Bias Watch

Anti-LGBTQ lawyer explains how abortion restrictions paved the way for banning trans health care

Matt Sharp of ADF
Matt Sharp of ADF Photo: Screenshot

A rightwing lawyer explained how the fights for reproductive rights and for transgender people’s access to gender-affirming medical care are connected when it comes to the law.

Ohio’s House Families, Aging, and Human Services Committee Meeting held a hearing today about H.B. 454, which would ban doctors from providing gender-affirming care to transgender youth and requires teachers to out trans kids to their parents. All of the witnesses at the hearing supported the bill, and most were from religiously affiliated organizations.

Related: Christian legal hate group says conversion therapy bans are unconstitutional

Citing an abortion rights case, Matt Sharp of the anti-LGBTQ hate group Alliance Defending Freedom (ADF) testified to explain that courts actually might uphold the law even though it’s telling doctors to practice medicine in a sub-optimal way.

“Opponents challenged the law on several grounds, including that the law’s requirements conflicted with best medical practice,” Sharp said. “But the Sixth Circuit upheld the law and the authority of the legislature to pass it.”

“The court found that states can enact laws that limit medical procedures even when opponents claim that the laws were, quote, ‘directly contrary to medical profession custom’ and that certain medical groups did not consider them to be necessary.”

Sharp was referring to the 2019 appeals court decision in EMW Women’s Surgical Center v.

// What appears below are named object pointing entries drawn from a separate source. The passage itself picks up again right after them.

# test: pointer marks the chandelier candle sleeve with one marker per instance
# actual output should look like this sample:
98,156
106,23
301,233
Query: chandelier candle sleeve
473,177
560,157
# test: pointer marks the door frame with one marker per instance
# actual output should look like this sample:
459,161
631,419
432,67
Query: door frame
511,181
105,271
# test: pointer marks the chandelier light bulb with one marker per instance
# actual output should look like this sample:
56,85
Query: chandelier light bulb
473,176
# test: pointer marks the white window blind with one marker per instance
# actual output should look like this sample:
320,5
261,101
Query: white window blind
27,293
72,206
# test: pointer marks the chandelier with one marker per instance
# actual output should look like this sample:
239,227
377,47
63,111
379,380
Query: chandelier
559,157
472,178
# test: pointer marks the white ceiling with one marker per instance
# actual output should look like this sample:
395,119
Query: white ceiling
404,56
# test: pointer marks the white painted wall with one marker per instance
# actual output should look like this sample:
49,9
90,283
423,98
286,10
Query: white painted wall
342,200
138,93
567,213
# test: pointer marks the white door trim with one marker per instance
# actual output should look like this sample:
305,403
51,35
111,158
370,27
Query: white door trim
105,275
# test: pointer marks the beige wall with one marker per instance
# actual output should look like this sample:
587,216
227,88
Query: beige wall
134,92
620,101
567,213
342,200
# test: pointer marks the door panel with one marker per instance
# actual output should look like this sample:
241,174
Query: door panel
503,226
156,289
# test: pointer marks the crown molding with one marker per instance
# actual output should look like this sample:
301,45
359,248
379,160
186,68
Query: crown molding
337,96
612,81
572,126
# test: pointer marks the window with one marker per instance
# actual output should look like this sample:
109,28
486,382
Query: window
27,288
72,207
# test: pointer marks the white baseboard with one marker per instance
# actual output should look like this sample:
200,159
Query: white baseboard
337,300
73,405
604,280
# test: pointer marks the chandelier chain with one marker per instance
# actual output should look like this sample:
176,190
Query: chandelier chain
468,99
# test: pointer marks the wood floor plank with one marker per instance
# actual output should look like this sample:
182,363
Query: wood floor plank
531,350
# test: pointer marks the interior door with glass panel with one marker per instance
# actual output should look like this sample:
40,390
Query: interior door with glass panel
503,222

Beshear, where a reproductive health care provider challenged Kentucky’s 2017 Ultrasound Informed Consent Act. The bill required people who wanted an abortion to have an ultrasound over 24 hours before the procedure and required doctors to allow the pregnant person to hear the fetal heartbeat and explain the images the ultrasound produced. They argued that it violated doctors’ freedom of speech.

A Trump-appointed judge, John K. Bush, wrote the majority opinion and said that the bill was fine because it “provides relevant information” that “gives a patient greater knowledge of the unborn life inside her.”

Effectively, Sharp argued that a court already said that doctors’ opinions on what’s best for patients can be overridden by legislatures and that courts will allow the same to be done to transgender people.